During and between routine PMs, OGE shops are also focusing closely on vehicles and equipment with higher utilization, and those with harder duty cycles. “When we find high-mileage newer vehicles,” Kramer noted, “we move them to areas with lower utilization. That helps us stay on track for replacement cycles and reduces repair costs.”
For parts, OGE is moving from one to three suppliers. “The theory was that we could do a better job of managing costs with one supplier,” Kramer related, “but that made it hard to compare, and having one pipeline increased downtime. To reduce downtime we allowed mechanics to buy locally if it meant they could get the vehicle back in service, and that drove up costs. With our new arrangement we realized a 20 percent reduction in parts costs.”
OGE’s other practices are paying off as well. A proactive approach to maintenance and repairs has reduced downtime and breakdowns, cutting the number of service calls from more than 100 to fewer than 10 per month. Increased uptime, measured as mean time between repairs, has improved.
“That was partially from upgrading equipment and moving high-use vehicles to lower-use areas,” Kramer said. “It’s also a result of better diagnostics and parts availability, as well as keeping mechanics focused on completing a job by giving them the responsibility to manage their own schedules.
“When we started down this path our costs started to rise,” Kramer continued, “because we were fixing things that were broken but never reported. Over time we started seeing our efforts pay off. Today we’ve realized a $700,000 drop in maintenance costs, and a reduction in annual tire expenses from over $950,000 to $550,000.”

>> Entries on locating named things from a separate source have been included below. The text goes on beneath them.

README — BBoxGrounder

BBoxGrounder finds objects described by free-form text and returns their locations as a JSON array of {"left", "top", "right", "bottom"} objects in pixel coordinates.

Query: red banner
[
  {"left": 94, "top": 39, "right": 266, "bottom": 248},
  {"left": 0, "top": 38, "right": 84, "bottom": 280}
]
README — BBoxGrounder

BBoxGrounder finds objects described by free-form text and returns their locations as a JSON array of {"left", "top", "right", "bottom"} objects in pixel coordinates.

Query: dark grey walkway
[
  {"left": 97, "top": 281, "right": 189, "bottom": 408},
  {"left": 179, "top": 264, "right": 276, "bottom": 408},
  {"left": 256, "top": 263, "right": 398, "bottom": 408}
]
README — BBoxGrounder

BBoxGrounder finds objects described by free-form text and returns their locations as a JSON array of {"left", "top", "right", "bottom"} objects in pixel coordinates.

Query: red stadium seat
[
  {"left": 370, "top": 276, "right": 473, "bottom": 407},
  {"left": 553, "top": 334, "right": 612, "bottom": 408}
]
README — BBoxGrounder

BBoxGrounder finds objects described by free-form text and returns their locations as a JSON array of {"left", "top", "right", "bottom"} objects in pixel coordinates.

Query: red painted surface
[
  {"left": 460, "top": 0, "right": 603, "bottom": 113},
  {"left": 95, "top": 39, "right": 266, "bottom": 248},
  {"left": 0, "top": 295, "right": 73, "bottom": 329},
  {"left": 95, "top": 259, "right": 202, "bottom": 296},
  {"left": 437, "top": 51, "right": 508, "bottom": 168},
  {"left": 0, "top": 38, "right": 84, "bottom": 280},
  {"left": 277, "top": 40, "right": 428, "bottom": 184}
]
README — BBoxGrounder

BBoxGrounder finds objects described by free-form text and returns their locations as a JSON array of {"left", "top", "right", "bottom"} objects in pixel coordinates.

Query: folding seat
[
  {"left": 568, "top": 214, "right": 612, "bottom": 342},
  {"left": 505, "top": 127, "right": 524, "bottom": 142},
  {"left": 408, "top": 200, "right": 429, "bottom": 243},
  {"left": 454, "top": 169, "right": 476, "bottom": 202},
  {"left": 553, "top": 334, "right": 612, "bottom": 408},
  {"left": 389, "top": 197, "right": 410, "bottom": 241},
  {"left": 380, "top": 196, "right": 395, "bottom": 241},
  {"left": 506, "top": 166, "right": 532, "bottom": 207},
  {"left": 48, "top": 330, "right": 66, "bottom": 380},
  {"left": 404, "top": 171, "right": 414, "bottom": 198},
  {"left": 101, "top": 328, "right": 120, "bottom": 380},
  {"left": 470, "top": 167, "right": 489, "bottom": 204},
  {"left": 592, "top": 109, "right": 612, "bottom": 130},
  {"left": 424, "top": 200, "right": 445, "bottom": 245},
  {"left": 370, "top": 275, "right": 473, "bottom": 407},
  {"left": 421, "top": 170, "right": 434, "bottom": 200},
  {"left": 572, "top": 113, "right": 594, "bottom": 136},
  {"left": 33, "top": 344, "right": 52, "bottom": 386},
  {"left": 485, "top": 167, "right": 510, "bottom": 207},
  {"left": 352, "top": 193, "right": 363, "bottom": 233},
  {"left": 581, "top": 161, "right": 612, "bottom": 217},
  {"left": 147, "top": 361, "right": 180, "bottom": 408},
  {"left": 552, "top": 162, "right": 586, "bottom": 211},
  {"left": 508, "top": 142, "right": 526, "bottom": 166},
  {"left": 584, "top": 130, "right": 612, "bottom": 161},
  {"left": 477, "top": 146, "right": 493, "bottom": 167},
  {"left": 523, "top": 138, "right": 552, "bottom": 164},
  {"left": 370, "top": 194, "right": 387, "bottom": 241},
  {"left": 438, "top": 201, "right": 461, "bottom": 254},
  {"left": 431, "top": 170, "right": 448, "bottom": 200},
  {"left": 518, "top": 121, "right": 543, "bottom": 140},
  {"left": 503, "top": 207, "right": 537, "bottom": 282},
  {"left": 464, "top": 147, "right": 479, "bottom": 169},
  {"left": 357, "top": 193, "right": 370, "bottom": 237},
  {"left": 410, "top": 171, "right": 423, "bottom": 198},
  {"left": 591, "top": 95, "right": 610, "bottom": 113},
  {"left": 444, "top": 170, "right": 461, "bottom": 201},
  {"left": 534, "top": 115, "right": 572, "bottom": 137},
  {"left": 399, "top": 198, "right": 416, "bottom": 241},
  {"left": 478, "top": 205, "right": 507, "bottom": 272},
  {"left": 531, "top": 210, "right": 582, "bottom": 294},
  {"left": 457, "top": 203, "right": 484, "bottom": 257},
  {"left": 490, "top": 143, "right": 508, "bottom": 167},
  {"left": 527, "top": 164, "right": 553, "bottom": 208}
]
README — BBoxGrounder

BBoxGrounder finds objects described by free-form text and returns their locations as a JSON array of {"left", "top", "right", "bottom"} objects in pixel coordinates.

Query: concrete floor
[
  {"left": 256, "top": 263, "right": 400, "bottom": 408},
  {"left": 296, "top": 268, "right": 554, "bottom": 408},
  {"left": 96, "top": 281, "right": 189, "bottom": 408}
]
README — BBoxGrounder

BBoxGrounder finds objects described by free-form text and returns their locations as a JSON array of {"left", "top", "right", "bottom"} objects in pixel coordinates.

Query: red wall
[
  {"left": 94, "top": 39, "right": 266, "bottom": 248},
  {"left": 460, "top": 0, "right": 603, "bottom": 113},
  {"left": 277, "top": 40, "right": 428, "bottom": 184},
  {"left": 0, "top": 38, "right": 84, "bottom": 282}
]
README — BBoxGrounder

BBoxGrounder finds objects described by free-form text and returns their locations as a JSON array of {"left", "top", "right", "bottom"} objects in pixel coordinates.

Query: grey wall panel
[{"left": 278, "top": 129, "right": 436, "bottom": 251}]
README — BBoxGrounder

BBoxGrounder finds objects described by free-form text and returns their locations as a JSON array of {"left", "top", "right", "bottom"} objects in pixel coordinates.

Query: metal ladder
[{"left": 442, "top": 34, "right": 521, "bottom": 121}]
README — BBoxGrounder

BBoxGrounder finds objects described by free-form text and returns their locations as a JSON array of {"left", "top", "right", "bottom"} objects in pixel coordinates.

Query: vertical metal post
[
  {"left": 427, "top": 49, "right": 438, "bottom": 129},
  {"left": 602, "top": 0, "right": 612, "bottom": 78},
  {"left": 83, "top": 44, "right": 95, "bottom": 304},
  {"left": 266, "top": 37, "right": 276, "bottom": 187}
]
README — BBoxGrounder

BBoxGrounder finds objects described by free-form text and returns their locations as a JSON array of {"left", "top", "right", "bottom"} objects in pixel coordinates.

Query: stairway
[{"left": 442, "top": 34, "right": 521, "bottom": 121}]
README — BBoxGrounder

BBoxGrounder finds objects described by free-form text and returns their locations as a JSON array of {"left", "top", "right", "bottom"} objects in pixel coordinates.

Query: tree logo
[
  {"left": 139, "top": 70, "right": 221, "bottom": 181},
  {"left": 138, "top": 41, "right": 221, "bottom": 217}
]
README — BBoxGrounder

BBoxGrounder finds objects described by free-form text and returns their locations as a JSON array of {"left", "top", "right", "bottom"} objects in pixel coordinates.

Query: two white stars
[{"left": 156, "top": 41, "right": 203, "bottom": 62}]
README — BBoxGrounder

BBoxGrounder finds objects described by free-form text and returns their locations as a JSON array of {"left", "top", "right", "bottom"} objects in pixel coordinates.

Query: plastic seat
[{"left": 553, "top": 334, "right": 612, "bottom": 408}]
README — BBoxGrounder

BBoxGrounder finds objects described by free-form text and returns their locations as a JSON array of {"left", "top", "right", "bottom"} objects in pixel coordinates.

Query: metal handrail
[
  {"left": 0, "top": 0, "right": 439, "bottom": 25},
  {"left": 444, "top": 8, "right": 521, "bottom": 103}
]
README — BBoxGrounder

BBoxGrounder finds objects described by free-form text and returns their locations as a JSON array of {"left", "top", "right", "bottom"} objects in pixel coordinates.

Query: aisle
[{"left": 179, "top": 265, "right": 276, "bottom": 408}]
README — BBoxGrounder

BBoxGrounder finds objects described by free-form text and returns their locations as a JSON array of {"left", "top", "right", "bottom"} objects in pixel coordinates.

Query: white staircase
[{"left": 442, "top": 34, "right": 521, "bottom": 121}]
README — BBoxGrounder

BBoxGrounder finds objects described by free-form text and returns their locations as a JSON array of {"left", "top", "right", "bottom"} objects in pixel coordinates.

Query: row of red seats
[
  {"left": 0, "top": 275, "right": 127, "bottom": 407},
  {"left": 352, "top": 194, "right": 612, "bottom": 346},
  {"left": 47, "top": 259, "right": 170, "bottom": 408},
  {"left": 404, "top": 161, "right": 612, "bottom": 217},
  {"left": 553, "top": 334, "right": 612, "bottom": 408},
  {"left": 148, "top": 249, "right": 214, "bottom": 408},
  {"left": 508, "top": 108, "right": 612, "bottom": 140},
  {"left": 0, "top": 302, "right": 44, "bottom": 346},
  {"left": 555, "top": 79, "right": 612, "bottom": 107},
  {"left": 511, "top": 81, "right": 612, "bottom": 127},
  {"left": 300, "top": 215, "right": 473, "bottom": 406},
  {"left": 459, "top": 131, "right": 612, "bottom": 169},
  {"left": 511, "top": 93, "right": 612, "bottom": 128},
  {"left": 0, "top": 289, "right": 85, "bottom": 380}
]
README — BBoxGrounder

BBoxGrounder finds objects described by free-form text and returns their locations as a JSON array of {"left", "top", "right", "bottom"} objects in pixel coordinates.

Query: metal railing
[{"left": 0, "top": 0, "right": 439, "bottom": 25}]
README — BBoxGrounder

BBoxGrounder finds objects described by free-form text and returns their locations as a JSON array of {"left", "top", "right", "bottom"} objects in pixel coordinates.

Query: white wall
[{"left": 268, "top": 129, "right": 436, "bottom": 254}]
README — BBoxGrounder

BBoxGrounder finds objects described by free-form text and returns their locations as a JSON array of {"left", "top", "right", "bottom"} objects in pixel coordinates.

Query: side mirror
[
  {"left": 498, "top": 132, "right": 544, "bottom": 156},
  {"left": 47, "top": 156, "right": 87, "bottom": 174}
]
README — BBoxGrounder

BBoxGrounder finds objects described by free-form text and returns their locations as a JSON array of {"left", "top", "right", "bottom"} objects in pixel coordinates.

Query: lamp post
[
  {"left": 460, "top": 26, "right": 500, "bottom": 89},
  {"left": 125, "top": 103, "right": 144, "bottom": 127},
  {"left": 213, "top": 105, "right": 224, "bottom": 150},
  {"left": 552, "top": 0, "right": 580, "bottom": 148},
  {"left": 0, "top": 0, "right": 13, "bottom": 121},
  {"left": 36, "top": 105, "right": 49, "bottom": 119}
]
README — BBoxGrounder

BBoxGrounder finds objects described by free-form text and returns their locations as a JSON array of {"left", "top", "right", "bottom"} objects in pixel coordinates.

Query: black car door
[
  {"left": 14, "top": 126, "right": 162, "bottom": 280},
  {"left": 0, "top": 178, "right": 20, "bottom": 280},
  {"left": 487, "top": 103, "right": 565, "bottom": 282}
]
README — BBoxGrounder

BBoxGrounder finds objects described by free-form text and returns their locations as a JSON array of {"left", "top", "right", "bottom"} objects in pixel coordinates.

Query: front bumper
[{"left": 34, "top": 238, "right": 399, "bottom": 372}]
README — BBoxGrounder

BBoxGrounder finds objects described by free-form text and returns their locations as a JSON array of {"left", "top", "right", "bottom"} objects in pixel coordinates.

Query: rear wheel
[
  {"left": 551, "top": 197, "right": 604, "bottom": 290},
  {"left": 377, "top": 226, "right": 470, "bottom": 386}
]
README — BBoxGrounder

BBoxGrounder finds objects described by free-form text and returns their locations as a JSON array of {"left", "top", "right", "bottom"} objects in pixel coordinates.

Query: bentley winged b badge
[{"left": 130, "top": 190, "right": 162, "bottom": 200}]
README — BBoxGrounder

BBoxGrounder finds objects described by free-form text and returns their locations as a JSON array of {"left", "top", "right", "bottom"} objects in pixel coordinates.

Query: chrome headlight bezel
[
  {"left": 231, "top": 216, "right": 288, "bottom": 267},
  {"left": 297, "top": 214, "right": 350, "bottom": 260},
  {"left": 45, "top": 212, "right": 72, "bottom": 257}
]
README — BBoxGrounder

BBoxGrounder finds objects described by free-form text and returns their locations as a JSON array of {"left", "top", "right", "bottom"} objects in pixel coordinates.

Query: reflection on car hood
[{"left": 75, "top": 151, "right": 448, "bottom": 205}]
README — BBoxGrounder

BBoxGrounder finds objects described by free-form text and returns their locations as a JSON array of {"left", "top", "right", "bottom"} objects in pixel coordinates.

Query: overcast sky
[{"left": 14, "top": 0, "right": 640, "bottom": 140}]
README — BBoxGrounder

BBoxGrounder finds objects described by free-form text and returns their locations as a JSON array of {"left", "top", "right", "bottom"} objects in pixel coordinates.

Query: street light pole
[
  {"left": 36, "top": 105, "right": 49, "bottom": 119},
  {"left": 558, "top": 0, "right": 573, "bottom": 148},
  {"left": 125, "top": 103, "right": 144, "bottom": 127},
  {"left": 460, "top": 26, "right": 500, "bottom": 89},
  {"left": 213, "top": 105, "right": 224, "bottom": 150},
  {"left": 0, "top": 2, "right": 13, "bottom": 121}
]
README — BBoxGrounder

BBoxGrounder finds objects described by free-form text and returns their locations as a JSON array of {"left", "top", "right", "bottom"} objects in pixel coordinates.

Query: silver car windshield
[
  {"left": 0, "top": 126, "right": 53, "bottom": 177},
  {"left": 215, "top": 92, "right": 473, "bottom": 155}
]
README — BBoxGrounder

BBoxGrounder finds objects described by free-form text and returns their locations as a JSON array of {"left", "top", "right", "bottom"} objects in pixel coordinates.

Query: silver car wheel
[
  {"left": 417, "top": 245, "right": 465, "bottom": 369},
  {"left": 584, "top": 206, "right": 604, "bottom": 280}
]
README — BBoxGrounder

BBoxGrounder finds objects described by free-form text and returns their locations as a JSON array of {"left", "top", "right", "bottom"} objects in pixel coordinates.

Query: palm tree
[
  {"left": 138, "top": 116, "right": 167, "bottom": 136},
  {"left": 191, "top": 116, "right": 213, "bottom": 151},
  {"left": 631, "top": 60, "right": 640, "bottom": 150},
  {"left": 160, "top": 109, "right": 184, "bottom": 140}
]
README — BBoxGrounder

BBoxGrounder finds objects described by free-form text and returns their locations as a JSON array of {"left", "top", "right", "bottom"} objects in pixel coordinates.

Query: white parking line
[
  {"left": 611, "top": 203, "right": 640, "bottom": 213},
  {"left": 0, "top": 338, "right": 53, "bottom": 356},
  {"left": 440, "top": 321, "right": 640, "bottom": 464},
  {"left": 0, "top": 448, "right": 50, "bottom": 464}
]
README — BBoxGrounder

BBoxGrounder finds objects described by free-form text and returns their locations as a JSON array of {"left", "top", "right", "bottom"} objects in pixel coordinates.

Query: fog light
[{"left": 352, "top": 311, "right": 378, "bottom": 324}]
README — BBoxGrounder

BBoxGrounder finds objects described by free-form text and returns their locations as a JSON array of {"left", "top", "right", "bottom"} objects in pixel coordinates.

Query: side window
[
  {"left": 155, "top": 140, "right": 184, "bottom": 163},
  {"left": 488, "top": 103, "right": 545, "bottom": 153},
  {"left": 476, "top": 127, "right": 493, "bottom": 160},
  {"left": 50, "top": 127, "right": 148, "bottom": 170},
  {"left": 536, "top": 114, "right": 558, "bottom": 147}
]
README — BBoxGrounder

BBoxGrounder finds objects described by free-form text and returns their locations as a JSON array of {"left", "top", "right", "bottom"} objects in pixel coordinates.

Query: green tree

Critical to this success, according to Kramer, is meeting with major vendors three or four times per year, and having information on the fleet’s operation and analyzing that data often. OGE also uses the benchmarking services of Utilimarc.
“We measure everything possible and question it regularly,” Kramer stated, “including mean time to repair data, and repair costs for internal and outsourced work. We also evaluate warranty and utilization. Overall, we’re focusing on reducing our annual budget from a variable $11 to $15 million to a lower and steady $9.5 million per year.”